では、京都から、気に入った絵師の気に入った作品をコメントしていきます。
尾崎光琳のコーナーに漆器の蓋がありました。「流水図広蓋」という名前の蓋ですが、裏側に水の流れが描かれています。というか、ただの青井線で描かれた曲線なんですが、これが流水に見えるのが光琳さんの力だよなぁと。
で、その横を見ると、怪しいおっさんが二人。狩野山雪の「寒山拾得図」です。
これなぁ、絵のサイズもあって寒山拾得の怪しさがマシマシになっているのですよねぇ……。
かとおもえば狩野山雪はかわいい猫の絵も出品してます。いや、猫じゃなくて虎なのか、「龍虎図屏風」って書いてあるし(をぃ)。
前足揃えてて、どう見えても猫のポーズですわ。まぁ、虎を見る手段がないからしょうがないのですが。
とはいえ虎の毛皮は見ているので、毛並みは猫のものではありません。ベルベットのような毛並み、丁寧です。
伊藤若冲さんは毎度おなじみ「鶏図押絵貼屏風」。今回展示されていたのは野菜と鶏をセットで描いているようで、って、大根に乗るな大根にw。
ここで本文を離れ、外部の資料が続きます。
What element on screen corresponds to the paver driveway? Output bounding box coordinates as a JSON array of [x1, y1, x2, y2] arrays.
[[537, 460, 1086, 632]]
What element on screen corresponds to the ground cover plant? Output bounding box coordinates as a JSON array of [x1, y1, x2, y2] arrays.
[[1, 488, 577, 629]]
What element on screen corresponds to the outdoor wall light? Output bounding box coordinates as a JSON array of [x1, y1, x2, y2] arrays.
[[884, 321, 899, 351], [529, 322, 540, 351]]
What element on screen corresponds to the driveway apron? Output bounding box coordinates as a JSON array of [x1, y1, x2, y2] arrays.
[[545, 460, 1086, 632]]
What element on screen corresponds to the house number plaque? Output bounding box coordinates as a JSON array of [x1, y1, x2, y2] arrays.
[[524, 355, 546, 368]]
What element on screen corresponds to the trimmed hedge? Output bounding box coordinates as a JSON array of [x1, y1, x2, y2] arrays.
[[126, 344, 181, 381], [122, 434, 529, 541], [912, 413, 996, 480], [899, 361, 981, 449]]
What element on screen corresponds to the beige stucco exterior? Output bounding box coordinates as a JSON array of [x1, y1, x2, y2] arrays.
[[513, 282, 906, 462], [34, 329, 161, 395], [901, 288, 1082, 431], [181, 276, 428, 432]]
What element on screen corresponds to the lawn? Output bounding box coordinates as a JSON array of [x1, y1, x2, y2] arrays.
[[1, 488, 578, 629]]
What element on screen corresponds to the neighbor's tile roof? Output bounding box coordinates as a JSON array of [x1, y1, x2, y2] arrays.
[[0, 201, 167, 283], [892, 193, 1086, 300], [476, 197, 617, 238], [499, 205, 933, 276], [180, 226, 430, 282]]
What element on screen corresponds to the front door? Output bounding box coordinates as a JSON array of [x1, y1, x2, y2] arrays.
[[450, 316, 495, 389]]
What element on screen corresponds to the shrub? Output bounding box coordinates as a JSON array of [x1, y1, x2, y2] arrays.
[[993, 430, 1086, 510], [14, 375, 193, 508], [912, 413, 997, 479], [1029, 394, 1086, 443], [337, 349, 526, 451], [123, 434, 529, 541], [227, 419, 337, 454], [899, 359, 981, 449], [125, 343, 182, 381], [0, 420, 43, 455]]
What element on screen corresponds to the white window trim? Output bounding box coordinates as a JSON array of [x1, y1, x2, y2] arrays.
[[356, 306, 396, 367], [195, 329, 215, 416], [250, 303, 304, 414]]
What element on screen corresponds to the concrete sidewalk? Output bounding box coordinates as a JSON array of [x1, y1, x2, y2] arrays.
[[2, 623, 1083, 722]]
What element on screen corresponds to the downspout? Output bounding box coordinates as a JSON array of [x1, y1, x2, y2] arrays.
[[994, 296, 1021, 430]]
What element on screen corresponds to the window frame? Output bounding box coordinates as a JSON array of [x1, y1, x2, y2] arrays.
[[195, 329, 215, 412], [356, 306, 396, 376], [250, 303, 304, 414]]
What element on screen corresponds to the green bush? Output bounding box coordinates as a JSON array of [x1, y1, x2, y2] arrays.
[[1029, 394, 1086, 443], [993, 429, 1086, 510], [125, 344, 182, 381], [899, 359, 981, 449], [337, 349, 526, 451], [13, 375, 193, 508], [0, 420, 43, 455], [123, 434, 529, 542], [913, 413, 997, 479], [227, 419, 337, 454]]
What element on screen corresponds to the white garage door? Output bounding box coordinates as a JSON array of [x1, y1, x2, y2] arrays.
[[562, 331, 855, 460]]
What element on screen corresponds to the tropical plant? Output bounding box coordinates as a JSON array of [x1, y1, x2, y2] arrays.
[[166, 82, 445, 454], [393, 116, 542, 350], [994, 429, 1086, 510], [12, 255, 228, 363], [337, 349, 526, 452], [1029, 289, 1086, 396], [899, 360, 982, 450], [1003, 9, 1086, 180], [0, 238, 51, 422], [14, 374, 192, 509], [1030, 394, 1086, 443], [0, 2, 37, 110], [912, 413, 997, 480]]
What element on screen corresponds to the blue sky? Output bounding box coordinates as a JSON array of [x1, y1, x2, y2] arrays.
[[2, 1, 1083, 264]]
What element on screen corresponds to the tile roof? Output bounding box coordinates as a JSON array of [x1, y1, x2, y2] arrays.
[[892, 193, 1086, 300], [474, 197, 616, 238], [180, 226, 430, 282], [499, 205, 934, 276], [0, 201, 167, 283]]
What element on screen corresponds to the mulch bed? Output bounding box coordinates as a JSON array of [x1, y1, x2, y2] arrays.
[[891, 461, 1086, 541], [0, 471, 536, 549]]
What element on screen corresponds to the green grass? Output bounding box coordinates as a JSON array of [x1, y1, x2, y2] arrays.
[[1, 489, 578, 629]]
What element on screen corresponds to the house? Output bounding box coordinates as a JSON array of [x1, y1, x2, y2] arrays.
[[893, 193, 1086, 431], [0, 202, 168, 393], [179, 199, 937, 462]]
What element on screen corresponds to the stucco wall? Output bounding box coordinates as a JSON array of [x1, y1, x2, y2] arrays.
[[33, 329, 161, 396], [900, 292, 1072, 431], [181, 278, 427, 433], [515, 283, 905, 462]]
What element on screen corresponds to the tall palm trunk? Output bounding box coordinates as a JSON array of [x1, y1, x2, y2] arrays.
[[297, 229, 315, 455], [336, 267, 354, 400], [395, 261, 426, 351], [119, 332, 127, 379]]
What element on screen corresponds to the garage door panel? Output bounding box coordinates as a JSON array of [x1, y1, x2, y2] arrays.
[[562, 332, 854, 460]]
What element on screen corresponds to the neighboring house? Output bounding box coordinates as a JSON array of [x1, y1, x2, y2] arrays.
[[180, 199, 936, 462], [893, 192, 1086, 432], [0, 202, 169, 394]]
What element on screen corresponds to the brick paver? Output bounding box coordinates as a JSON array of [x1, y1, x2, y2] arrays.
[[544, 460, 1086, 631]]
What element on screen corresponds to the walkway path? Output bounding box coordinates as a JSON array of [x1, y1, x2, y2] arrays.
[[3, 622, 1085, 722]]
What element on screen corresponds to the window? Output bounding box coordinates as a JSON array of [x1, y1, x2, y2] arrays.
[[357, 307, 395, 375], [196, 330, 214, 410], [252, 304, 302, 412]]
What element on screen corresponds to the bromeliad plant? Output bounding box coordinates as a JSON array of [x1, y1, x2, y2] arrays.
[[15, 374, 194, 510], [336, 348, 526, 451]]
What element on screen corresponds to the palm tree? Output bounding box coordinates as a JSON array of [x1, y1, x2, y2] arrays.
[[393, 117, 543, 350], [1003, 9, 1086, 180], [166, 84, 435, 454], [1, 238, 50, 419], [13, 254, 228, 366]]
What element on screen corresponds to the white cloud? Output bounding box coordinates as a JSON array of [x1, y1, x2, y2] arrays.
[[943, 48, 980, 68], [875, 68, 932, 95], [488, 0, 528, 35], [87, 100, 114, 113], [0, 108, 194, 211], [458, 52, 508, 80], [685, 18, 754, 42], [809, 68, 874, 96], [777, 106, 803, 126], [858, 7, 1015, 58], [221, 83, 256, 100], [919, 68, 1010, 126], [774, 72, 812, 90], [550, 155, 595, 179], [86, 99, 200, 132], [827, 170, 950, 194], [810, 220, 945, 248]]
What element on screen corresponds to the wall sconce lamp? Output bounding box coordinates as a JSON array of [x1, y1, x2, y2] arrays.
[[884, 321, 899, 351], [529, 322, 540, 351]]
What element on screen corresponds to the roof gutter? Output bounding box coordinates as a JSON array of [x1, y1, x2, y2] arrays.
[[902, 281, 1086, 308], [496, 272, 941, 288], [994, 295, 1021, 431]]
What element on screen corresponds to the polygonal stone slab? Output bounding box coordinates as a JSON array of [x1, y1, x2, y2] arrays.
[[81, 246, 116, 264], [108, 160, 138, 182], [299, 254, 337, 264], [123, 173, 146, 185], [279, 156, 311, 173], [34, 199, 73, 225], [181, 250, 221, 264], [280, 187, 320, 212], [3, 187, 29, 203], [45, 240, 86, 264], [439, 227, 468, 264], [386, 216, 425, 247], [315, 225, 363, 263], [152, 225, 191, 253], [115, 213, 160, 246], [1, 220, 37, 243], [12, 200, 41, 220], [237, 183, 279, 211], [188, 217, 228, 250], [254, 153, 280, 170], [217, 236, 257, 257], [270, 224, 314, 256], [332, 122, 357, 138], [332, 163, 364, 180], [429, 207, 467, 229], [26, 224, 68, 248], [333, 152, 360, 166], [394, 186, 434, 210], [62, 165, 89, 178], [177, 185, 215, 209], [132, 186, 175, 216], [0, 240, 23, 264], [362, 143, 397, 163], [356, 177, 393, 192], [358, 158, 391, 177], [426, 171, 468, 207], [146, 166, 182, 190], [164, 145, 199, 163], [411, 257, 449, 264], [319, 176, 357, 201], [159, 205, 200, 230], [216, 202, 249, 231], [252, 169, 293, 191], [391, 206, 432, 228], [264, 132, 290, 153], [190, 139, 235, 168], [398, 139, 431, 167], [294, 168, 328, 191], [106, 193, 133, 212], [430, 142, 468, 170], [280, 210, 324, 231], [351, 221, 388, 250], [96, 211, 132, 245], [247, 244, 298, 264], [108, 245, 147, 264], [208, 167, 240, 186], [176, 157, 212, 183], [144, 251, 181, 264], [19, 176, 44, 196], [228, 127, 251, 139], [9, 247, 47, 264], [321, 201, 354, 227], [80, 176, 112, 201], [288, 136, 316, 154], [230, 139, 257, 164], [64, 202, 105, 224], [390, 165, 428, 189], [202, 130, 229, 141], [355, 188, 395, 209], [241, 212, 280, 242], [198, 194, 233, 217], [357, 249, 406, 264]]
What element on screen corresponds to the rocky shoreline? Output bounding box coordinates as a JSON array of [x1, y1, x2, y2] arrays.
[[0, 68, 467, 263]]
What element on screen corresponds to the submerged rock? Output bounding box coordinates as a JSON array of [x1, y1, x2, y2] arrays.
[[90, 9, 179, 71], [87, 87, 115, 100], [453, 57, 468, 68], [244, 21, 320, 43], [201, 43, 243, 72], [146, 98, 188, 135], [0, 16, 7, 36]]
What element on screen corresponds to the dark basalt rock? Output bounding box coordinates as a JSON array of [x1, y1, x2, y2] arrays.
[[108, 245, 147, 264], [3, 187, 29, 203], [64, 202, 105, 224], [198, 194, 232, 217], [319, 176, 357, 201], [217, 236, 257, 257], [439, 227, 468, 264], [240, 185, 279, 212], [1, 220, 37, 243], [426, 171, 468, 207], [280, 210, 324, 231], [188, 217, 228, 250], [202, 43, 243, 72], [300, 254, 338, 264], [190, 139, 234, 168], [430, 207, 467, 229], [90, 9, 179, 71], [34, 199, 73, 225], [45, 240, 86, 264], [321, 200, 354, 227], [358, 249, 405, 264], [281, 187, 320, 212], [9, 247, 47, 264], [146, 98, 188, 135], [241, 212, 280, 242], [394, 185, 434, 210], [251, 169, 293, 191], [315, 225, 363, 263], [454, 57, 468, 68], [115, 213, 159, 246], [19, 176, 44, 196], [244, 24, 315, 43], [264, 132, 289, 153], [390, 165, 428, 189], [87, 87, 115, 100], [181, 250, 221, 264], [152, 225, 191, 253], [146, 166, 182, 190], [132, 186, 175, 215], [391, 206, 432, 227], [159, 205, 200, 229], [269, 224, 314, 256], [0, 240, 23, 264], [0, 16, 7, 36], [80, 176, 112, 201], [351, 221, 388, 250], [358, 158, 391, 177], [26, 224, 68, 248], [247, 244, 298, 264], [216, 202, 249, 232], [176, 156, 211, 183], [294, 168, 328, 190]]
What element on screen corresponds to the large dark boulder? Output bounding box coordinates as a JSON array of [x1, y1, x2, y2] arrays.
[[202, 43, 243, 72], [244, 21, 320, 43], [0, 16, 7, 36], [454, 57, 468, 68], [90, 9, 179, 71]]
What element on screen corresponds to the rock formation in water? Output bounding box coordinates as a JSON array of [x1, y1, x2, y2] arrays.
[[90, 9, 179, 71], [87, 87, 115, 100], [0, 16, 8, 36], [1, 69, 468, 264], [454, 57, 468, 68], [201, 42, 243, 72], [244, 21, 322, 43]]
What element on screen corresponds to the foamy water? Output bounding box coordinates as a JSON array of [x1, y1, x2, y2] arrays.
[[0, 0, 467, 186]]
それにしても鶏はいろいろなポーズをするものです。後、ひよこはいつも可愛いわ。
丸山応挙も登場してます。応挙さんの出品作は「淀川両岸図巻」。これ好きです。両岸を描くために左岸東岸で天地が入れ替わるの、よく考えてるなと思います。なので、展示ケースは壁につけずに両側から見えるようにしてほしかったかなぁと。
あ、せっかく「淀川両岸図巻」を展示するなら、若冲さんは「乗興舟」を展示すればよかったのに(今回は肉筆画オンリーの展覧会のようです)。
奇才といえば当然この方もいます、曽我蕭白さん。とはいえ展示されていたのは「楼閣山水図屏風」。大胆で濃いころの作品ではなく、大人締めではありますが、縦方向が強調されているという特徴があります。これはこれで、風景の現実感がなくなって、不思議な感覚になるので好きですわ。
と、その横には再び怪しいおっさんが二人……。今度は長澤芦雪さんの「寒山拾得図」。山雪のに比べると怖くはないのですが、怪しさは芦雪のほうが上でしょうか。というか芦雪さん、山雪の「寒山拾得図」を見たうえで描いてますね、きっと。
クマを描いた絵がありました。狩野永岳の「熊鷹図屏風」です。なかなか熊がリアルで、たぶん四条円山派の影響も時期的にあるのでしょうな。
続けて、大坂に行きましょう。実は大阪の絵師は自分はあまり評価してないのですが、今回はどうでしょう……。
大坂といえば外せないのが「たらしこみ過ぎの芳中さん」で有名な中村芳中さん。「人物花鳥図巻」というのがありましたが、描かれている絵がどれもたらしこみ過ぎで丸いのです。鹿も、人も、犬も、丸い!丸い!丸い!
耳鳥斎の「福禄寿」という作品ですが、右下にいる鹿の角がアンテナのようで……。きさまは地デジカか!(古い)
そして、大坂の作家の作品に、これは良いと思えるものがありました。墨江武禅の「月下山水図」ですが、月の光は弱いからこそ陰影が深くなるのを良くとらえています。月光の当たっているところは白く飛び、当たらないところは黒く沈む。良いですなぁ。
ちょっと長くなってきたので、江戸と諸国はまた今度にします(といって書かないことが多いので、そうならないように気を付けないと)。